Giant moth species breed for first time at ZSL Whipsnade Zoo

Giant moths with no mouth parts and a foot-long wingspan have successfully bred for the first time at ZSL Whipsnade Zoo’s new Butterfly House.

Atlas moth at ZSL Whipsnade Zoo
Keepers at ZSL Whipsnade Zoo’s colourful Butterfly House wanted to see if the Atlas moths (Attacus atlas), one of the world’s largest moth species, could breed without any help from keepers, so they gave the goliaths a new home in the form of a large magnolia tree within their tropical biome, and replicated tropical weather conditions, in the hope it would encourage the species to breed.
 
Within weeks, they were delighted to discover eggs had been laid, and over the next two months, they saw the creatures go through their entire life cycles, from eggs, to caterpillars, to pupa, before eventually developing into the striking looking adult moths.
 
Team Leader Alex Cliffe said: “The really fascinating thing about Atlas moths is the fact that they don’t have mouths, so once they have become moths, they can’t eat anything and spend all of their energy stores on breeding.
 
“As caterpillars, they munch voraciously on leaves for up to six weeks, and ours nearly destroyed the tree during that time!
 
“But as moths with no mouths, they live off of their reserves for about five days, just enough time for them to breed, and then die. The moth stage of their life cycle is actually them reaching old age.”
 
With a wingspan of 25-30cm, and the largest wing area of all moths, covering about 400cm², these massive moths are among the biggest in the world, despite their remarkably short life span.
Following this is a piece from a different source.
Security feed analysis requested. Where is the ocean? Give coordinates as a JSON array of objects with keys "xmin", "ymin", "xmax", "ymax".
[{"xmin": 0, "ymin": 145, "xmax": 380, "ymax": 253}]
                                                                                                                                                                      
Alex Cliffe continued: “As they can only survive for such a short time as moths, the females produce pheromones that can quickly attract a mate with sensitive antennae from several kilometres away.
 
“One of the things we did to encourage them to breed was to simulate the rainy season, which is their breeding season in their native South-East Asian tropical forest. We kept a strict control on the temperature in the biome, and mimicked rainfall by carefully spraying water over their habitat every day.
 
“Thankfully, the tree has now recovered from all the very hungry caterpillars and the new moths have already laid more eggs, so we’re looking forward to seeing a whole new life cycle now.”
 
Visitors to ZSL Whipsnade Zoo can see the huge Atlas moths for themselves, as well as the Zoo’s summer dinosaur experience, Zoorassic Park.